Geçen hafta Fenerbahçe’nin bir oyun planı olmadığını konuşmuştuk, hafta arasındaysa aksine sanki oturmuş bir oyun planı ile mücadele eder gibi oynamış ve farklı kazanmıştı, sonra üç gün geçti, Pereira yine oyun planı olmayan Fenerbahçe’ye geri döndü, oyun sıkıştı, pozisyon üretilemedi.
Neden?
Öncelikle Nani ve Diego’nun topu merkezde oynadıkları bir düzenle sahaya çıktılar. Şu bir gerçek ki Nani ve Diego birbirinin karbon kopya ikizi gibi oynadıklarında Fenerbahçe orta alanda bir kişi eksilmekle kalmıyor, birbirlerinin düzenlerini de bozuyorlar.
Nani dün skor yükünü alırken, Pereira'nın gördüğünden ve değerlendirdiğinden farklı bir şey söyleyeceğim ve umarım Pereira haklıdır da ben yanlış yorumluyorumdur, Diego, oynadığı futbol, pas tercihleri, kaçırdıklarıyla taraftarın gözünde kredisini tüketiyor. Bu şekilde devam ederse, çok onaylamamakla ve anlamamakla da birlikte taraftarın tepkisini üzerinde toplayacak görünüyor.
Anlayamadığım ve onaylamadığım kuşkusuz taraftarın tepkisidir. Taraftarı olduğun ve gönül verdiğin takımın sahada mücadele ederken, onun oyuncusuna tepki koymak da ne oluyor? Dün gece özellikle 1-1’den sonra bir iki futbolcu bundan nasibini aldı.
Fenerbahçe’nin ne yapıp edip, kanatları işler hale getirmesi gerekiyor.
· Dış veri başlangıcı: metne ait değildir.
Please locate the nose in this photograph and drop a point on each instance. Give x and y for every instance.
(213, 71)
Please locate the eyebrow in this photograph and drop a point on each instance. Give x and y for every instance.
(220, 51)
Ve kanat dediğimizde de akla hemen ilk Caner Erkin geliyor. Takımın neredeyse hücum organizasyonlarının yarısı Caner’le başlayıp, bitiyor. Şener dün çok etkili değildi, sağ kanatta istenileni yapamazken, Hasan Ali çok uygun pozisyonları bir türlü doğru şekilde bitiremedi.
Van Persie’nin Nani’nin kafasına adrese teslim şekilde gönderdiği gol pası her şeyden önce Hasan Ali’ye ders niteliğindeydi.
Nani’nin kafası da Diego’ya ders olabilir belki?
Van Persie, Fernandao çıkana kadar Kuyt gibi mücadele etti. Özellikle yardımlaşması, boş alanlara kaçışı, gol pası üretmeye çalışması üst seviyelerdeydi, sonra bir anda işler değişti. Kuşkusuz Kadıköy’de taraftarına gol attığını da göstermek istiyor, o sevinci yaşamak arzusunda; bu da ister istemez Hollandalı’yı son 20 dakika bencil ve egoist bir görüntüye sokuverdi.
Girişte Diego-Nani ikiz futbolundan söz ettim, bu ikilinin yanına bir de Alper girince takımın hücum gücü iyice orta alana çıkışıp kalıyor.
Alper maalesef beklenen patlamayı yapamadı, o eşiği geçemedi ve daha kötüsü artık uzatmaları oynamaya başladı. Bu şekilde devam ederse kadroya girmesi hayal olur.
Dün gece oyunun hakkı Ozan’dı. Gücüyle, ayakta kalabilmesi, dayanıklılığıyla Alper’den çok daha tercih olabilirdi. Ancak “Pereira’nın bir bildiği vardır” dahası "bir bildiği olmalıdır!" diye bağlamak durumundayız.
Kuşkusuz olmalı, çünkü üç gün arayla iki farklı oyun anlayışı, takım tertibi ve dizilişi bu kadar farklı olmamalıdır.
Fenerbahçe bu maçı, kendi oyunu ile kazanmadı, tamamen oyuncularının kalitesi, becerisi ve farkıyla sonuca gitti.
Nani’nin attığı ikinci gol kuşkusuz yepyeni bir tartışmayı da beraberinde getirecektir. Bu ve benzer pozisyonlar yarı penaltı algısı yaratacağından hakemler daha zor düdük çalacaklar, faul vereceklerdir. Maalesef bu noktadayız.
Takım kadrosunu ve oyun şeklini bulana kadar inişli çıkışlı bu tip maçlar izleyeceğiz.
Bu tip maçlar işte ancak böyle kazanılabiliyor.